Vitale Assistance consolide ses positions sur le marché de la réparation en nature. Contrôlé depuis 2017 par Weinberg Capital Partners (WCP), le co-leader de ce marché fragmenté encore peu mature en France va en effet doubler de taille en se rapprochant de son concurrent 3iD. Grâce à cette opération, le nouvel ensemble bénéficiera désormais d’un maillage géographique national, un avantage compétitif de poids pour satisfaire les compagnies d’assurances donneuses d’ordre. Intervenant aussi bien dans l’assistance d’urgence post-sinistre qu’en rénovation de bâtiment, Vitale Assistance poursuit en parallèle la digitalisation de ses parcours BtoBtoC (devis, signature électronique), afin de limiter les déplacements et l’usage du papier. Ce projet entrera dans sa dernière ligne droite en fin d’année.
L’Idi fait coup double. Entré en négociations exclusives en début d’année pour prendre le contrôle du leader français du portage salarial, Freeland, le fonds coté s’est vu proposer le dossier du numéro trois du secteur, Invisia. Une occasion saisie par le biais d’une offre ferme afin de combiner les deux groupes, grâce à l’augmentation de sa mise de départ et de la dette fournie par Tikehau. Complémentaires, avec des focus respectifs en région et en Ile-de-France, Freeland et Invisia constitueront un nouveau leader, pesant plus de 200 millions d’euros de chiffre d’affaires, avec l’ambition de faire jouer synergies commerciales et opérationnelles. Outre le portage, les deux groupes combinent diverses expertises à destination des indépendants (conception de sites internet, assurance, immobilier…).

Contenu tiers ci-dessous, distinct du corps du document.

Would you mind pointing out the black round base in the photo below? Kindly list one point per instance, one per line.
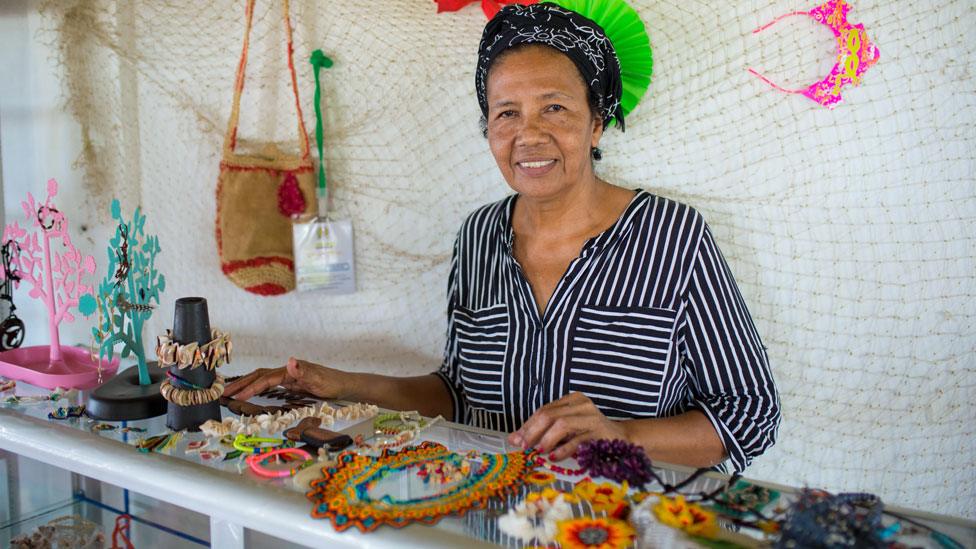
(122, 398)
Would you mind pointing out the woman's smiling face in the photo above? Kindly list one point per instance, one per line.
(540, 126)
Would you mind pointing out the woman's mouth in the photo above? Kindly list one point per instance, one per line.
(535, 167)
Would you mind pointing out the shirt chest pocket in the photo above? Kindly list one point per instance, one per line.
(482, 341)
(620, 358)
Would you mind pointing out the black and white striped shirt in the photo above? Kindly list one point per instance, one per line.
(647, 322)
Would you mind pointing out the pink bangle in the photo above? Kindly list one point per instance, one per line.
(258, 462)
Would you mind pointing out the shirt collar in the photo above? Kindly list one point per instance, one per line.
(620, 228)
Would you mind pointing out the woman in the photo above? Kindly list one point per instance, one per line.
(577, 309)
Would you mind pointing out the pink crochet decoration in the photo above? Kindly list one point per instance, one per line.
(290, 199)
(855, 53)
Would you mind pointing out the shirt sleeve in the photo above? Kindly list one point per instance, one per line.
(449, 371)
(726, 361)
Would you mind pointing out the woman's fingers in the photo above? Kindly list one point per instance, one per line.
(261, 383)
(563, 429)
(536, 427)
(235, 386)
(568, 447)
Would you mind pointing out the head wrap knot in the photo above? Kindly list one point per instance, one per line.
(579, 38)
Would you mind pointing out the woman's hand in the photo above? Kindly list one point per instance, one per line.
(297, 375)
(560, 426)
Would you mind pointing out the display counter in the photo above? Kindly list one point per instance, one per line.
(231, 502)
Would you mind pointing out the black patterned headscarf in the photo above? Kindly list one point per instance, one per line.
(577, 37)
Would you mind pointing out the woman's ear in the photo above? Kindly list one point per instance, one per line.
(597, 132)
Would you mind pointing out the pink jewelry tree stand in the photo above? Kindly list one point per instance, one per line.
(57, 278)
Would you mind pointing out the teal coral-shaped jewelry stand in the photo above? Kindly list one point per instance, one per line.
(126, 298)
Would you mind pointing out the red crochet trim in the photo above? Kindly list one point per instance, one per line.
(235, 168)
(266, 289)
(231, 266)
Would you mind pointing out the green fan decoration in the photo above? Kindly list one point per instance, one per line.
(626, 32)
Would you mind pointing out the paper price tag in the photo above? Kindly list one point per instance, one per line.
(324, 256)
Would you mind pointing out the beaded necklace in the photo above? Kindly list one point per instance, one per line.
(344, 494)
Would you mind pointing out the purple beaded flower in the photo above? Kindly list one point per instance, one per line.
(616, 460)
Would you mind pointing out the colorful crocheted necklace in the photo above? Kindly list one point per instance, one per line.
(354, 491)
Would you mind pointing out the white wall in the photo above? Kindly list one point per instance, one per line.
(851, 232)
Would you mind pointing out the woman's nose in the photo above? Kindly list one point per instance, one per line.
(532, 131)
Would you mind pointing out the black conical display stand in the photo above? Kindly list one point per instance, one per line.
(191, 323)
(122, 398)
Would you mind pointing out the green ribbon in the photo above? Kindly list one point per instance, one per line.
(319, 60)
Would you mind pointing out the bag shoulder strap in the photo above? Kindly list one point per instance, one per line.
(230, 138)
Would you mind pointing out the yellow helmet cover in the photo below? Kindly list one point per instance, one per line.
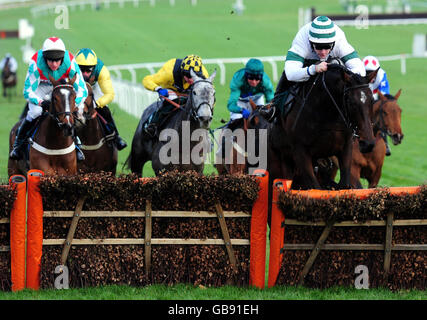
(86, 57)
(192, 62)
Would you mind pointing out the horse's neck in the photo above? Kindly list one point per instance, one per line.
(91, 132)
(50, 135)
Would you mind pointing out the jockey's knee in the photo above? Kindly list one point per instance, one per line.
(34, 111)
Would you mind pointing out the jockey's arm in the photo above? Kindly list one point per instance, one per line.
(31, 84)
(106, 86)
(268, 88)
(161, 79)
(79, 85)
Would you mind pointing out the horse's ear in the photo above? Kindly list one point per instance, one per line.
(53, 81)
(381, 96)
(71, 81)
(372, 75)
(194, 75)
(212, 76)
(347, 77)
(397, 95)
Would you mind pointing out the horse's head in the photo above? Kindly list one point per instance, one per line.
(89, 111)
(357, 101)
(202, 99)
(388, 116)
(63, 104)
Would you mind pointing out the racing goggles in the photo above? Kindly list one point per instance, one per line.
(323, 46)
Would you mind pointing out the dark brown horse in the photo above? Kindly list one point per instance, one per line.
(9, 80)
(183, 142)
(387, 121)
(331, 110)
(99, 149)
(52, 148)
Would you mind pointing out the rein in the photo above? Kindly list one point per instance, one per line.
(345, 104)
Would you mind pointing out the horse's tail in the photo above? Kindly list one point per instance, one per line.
(24, 112)
(126, 164)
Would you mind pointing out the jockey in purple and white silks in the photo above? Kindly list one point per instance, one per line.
(54, 60)
(315, 43)
(380, 83)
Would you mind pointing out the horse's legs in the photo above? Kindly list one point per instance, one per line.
(304, 177)
(344, 160)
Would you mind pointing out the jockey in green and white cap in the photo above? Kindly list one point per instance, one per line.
(319, 40)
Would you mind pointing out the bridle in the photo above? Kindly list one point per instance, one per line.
(346, 104)
(195, 110)
(55, 114)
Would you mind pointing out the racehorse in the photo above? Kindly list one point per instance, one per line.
(99, 149)
(387, 121)
(180, 147)
(330, 110)
(239, 151)
(9, 80)
(52, 148)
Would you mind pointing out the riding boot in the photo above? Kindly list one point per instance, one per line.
(21, 136)
(111, 125)
(120, 143)
(79, 153)
(387, 147)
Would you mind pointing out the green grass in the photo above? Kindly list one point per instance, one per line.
(188, 292)
(210, 29)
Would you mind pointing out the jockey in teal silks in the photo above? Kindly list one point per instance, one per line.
(249, 82)
(54, 60)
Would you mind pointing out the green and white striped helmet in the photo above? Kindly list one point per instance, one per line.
(322, 30)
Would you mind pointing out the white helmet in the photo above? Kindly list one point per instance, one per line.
(322, 30)
(371, 63)
(53, 48)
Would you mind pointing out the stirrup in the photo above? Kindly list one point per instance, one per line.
(15, 154)
(120, 143)
(151, 130)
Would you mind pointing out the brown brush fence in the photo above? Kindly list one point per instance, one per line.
(177, 228)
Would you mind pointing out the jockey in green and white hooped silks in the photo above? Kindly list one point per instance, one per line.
(54, 60)
(249, 82)
(314, 43)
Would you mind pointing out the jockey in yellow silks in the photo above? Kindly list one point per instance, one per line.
(174, 75)
(97, 75)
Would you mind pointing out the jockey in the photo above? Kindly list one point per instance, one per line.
(247, 82)
(378, 84)
(314, 43)
(12, 62)
(54, 60)
(97, 75)
(173, 75)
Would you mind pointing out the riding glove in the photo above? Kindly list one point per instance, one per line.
(163, 92)
(45, 105)
(246, 113)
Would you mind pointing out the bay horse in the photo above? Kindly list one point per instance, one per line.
(9, 80)
(240, 153)
(52, 148)
(99, 148)
(181, 145)
(331, 109)
(387, 121)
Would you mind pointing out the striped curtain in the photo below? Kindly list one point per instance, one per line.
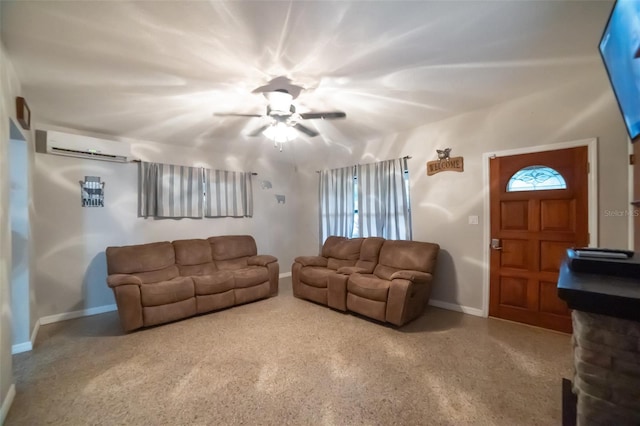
(383, 200)
(167, 190)
(336, 202)
(228, 194)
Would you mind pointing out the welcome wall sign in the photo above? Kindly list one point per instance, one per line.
(445, 163)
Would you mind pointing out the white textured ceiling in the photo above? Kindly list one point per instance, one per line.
(158, 70)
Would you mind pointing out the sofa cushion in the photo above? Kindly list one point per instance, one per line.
(218, 282)
(253, 275)
(165, 292)
(368, 286)
(343, 249)
(232, 246)
(329, 243)
(192, 252)
(164, 274)
(315, 276)
(406, 255)
(139, 258)
(335, 264)
(196, 270)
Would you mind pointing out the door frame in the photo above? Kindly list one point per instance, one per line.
(592, 191)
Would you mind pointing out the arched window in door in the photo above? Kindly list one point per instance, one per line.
(536, 178)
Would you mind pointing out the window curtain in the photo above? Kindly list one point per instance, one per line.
(336, 202)
(383, 201)
(167, 190)
(228, 193)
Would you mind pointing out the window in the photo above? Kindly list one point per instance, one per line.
(536, 178)
(356, 229)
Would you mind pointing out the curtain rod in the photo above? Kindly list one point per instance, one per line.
(406, 157)
(140, 161)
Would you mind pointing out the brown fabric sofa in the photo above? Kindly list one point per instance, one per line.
(387, 280)
(165, 281)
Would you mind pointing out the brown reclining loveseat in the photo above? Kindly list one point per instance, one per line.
(387, 280)
(165, 281)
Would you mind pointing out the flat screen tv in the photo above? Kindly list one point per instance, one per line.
(620, 51)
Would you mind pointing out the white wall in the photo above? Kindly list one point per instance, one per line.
(10, 88)
(70, 273)
(19, 213)
(582, 108)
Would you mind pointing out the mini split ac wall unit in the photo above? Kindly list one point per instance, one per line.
(79, 146)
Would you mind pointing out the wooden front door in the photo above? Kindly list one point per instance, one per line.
(531, 229)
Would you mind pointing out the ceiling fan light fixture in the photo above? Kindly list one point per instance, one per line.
(280, 133)
(279, 101)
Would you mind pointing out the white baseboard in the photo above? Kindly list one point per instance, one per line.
(455, 307)
(6, 404)
(34, 333)
(26, 346)
(77, 314)
(18, 348)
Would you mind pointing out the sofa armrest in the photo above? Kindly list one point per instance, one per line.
(413, 276)
(348, 270)
(116, 280)
(261, 260)
(312, 260)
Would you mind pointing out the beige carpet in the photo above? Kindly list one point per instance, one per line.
(289, 361)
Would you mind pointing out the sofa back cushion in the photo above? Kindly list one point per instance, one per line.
(369, 253)
(140, 258)
(341, 251)
(397, 255)
(232, 251)
(192, 252)
(193, 257)
(164, 274)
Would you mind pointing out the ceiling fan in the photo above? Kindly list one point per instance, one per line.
(281, 114)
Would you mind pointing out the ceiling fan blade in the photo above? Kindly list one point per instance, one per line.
(233, 114)
(306, 130)
(260, 130)
(324, 115)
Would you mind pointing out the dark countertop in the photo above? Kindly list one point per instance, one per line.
(600, 294)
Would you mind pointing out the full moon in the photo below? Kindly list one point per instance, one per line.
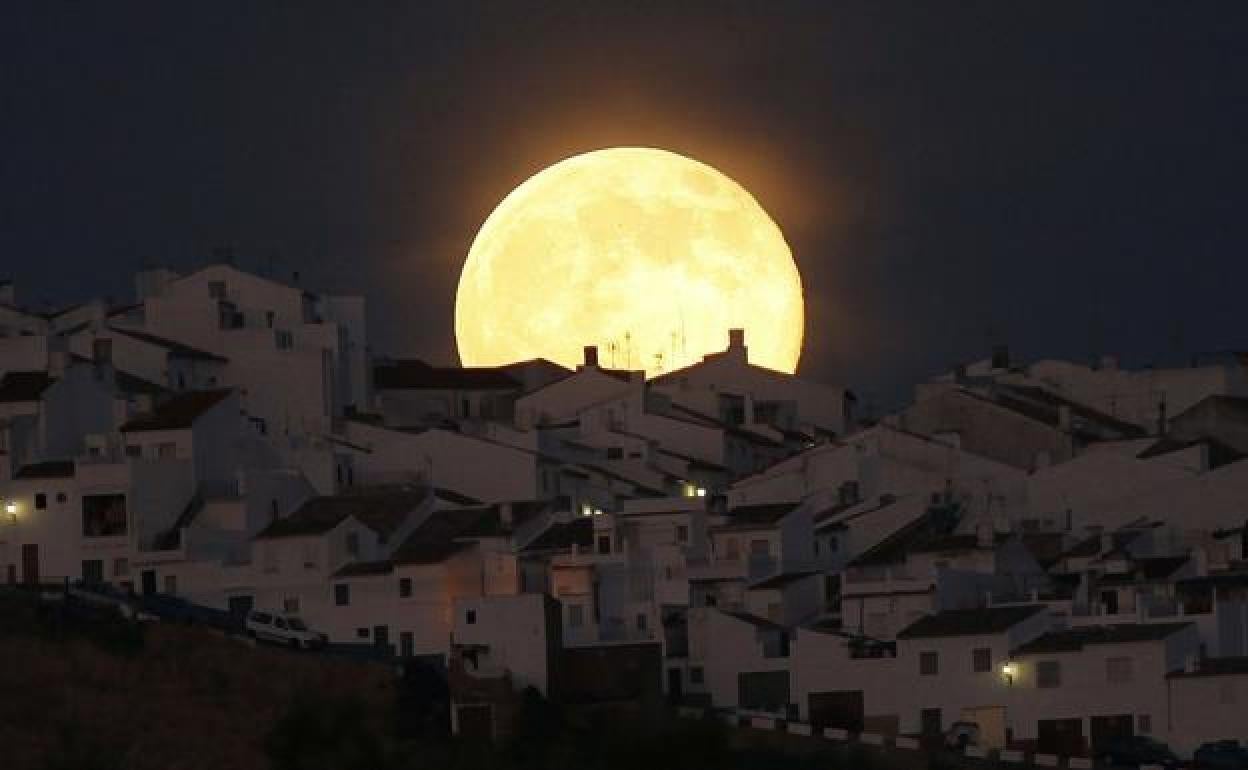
(645, 253)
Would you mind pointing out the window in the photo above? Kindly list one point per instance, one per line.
(104, 516)
(1117, 670)
(929, 663)
(981, 659)
(92, 570)
(1048, 674)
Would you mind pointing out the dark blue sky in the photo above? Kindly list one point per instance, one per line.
(1062, 176)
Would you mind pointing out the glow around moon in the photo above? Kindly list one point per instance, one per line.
(647, 253)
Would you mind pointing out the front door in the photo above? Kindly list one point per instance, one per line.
(1061, 736)
(1107, 728)
(675, 685)
(30, 563)
(843, 710)
(992, 725)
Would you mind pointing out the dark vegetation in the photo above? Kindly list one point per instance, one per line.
(89, 690)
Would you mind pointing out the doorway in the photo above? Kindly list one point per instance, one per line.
(675, 687)
(30, 563)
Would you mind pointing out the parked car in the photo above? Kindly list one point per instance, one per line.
(962, 734)
(1222, 755)
(283, 629)
(1135, 750)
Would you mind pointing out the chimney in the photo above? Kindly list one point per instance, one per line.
(736, 345)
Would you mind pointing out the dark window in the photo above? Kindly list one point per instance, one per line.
(981, 659)
(1048, 674)
(104, 516)
(92, 570)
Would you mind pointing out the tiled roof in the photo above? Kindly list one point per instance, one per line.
(23, 386)
(416, 375)
(1216, 667)
(565, 534)
(416, 553)
(756, 622)
(46, 469)
(380, 509)
(456, 523)
(1152, 569)
(970, 622)
(179, 412)
(1073, 639)
(363, 569)
(763, 516)
(175, 348)
(781, 580)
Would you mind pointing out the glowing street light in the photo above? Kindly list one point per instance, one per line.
(1009, 670)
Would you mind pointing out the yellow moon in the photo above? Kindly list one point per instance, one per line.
(645, 253)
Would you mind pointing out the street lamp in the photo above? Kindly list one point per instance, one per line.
(1009, 670)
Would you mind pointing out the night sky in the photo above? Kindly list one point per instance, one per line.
(1067, 177)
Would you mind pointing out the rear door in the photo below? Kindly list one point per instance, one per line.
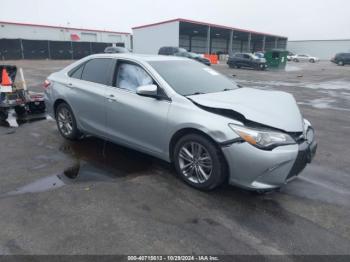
(87, 97)
(246, 60)
(135, 120)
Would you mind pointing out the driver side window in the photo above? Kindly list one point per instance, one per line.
(130, 76)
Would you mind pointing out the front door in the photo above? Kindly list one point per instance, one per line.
(135, 120)
(87, 95)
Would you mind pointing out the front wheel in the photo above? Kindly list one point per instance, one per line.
(66, 122)
(20, 110)
(199, 162)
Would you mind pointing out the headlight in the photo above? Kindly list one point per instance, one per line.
(262, 138)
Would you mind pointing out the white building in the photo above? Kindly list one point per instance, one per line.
(9, 30)
(323, 49)
(202, 37)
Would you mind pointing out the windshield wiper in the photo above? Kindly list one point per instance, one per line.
(196, 93)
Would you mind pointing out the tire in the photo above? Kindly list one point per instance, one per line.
(261, 67)
(66, 122)
(203, 175)
(20, 110)
(3, 114)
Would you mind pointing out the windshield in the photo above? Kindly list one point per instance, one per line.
(191, 78)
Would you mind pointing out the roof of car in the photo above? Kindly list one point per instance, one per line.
(141, 57)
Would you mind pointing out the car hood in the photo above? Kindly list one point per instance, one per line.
(271, 108)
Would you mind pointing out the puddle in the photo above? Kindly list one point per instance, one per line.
(323, 103)
(79, 173)
(111, 157)
(330, 85)
(292, 68)
(13, 121)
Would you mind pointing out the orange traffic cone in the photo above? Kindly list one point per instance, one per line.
(6, 81)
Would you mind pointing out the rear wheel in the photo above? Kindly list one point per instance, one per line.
(20, 110)
(199, 162)
(66, 122)
(3, 114)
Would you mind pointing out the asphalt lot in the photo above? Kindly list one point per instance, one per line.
(92, 197)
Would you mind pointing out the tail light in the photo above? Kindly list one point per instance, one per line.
(47, 84)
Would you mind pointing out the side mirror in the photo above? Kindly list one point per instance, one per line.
(148, 90)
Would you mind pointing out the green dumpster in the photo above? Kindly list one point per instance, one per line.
(276, 58)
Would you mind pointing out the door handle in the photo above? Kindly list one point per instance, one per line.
(111, 98)
(70, 85)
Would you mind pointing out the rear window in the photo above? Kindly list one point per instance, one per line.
(76, 72)
(98, 71)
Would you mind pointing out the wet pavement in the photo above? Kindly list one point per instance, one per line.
(94, 197)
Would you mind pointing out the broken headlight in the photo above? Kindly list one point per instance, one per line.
(263, 139)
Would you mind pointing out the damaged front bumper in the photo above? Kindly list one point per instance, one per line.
(256, 169)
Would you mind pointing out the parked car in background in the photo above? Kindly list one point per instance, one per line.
(239, 60)
(196, 57)
(259, 54)
(341, 59)
(171, 50)
(290, 56)
(305, 58)
(175, 109)
(116, 50)
(176, 51)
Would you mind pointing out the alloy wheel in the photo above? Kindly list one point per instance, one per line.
(195, 162)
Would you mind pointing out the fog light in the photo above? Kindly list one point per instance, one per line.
(310, 135)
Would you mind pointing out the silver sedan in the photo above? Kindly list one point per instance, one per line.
(186, 113)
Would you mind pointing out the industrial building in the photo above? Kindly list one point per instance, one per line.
(200, 37)
(11, 30)
(323, 49)
(32, 41)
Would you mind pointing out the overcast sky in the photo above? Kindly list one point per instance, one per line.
(296, 19)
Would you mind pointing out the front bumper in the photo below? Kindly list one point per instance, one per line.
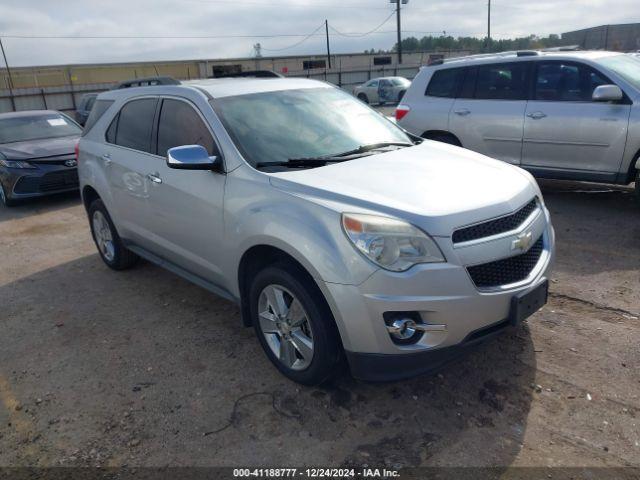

Le développement international de Feedaxess entre dans une nouvelle phase. Accompagné en minoritaire par Siparex depuis 2015, année de l’acquisition de la société Seda, le spécialiste de l’équipement de cuisines professionnelles et de réfrigération commerciale enregistre l’entrée à son capital de CM-CIC Investissement, avec l’objectif de renforcer ses parts de marché en Europe, voire aux Etats-Unis. Le groupe, qui a acquis notamment l’allemand Seda l’an dernier, réalise déjà 30% de son chiffre d’affaires à l’international et entend notamment consolider ses positions en Allemagne, en Grande-Bretagne et en Italie. L’opération permet par ailleurs de poursuivre la transition managériale entre Dominique de Charry et son fils Aloys. Feedaxess évolue sur un marché en croissance d’environ 3% par an.
SoftBank annoncera «bientôt» un deuxième Vision Fund, a indiqué ce matin Masayoshi Son, le fondateur et directeur général du conglomérat japonais, lors de la publication des résultats annuels de son groupe. Il a précisé que ce deuxième véhicule d’investissement aura une taille similaire au premier, à savoir 100 milliards de dollars, et que SoftBank sera probablement le seul sponsor au moment de son lancement. Le premier Vision Fund avait été financé en partie par les fonds souverains d’Arabie saoudite et d’Abou Dhabi. Au 31 mars, la valeur des 69 investissements dans Vision Fund s'élevait à 72,3 milliards de dollars, contre un coût d’acquisition de 60,1 milliards, a indiqué SoftBank.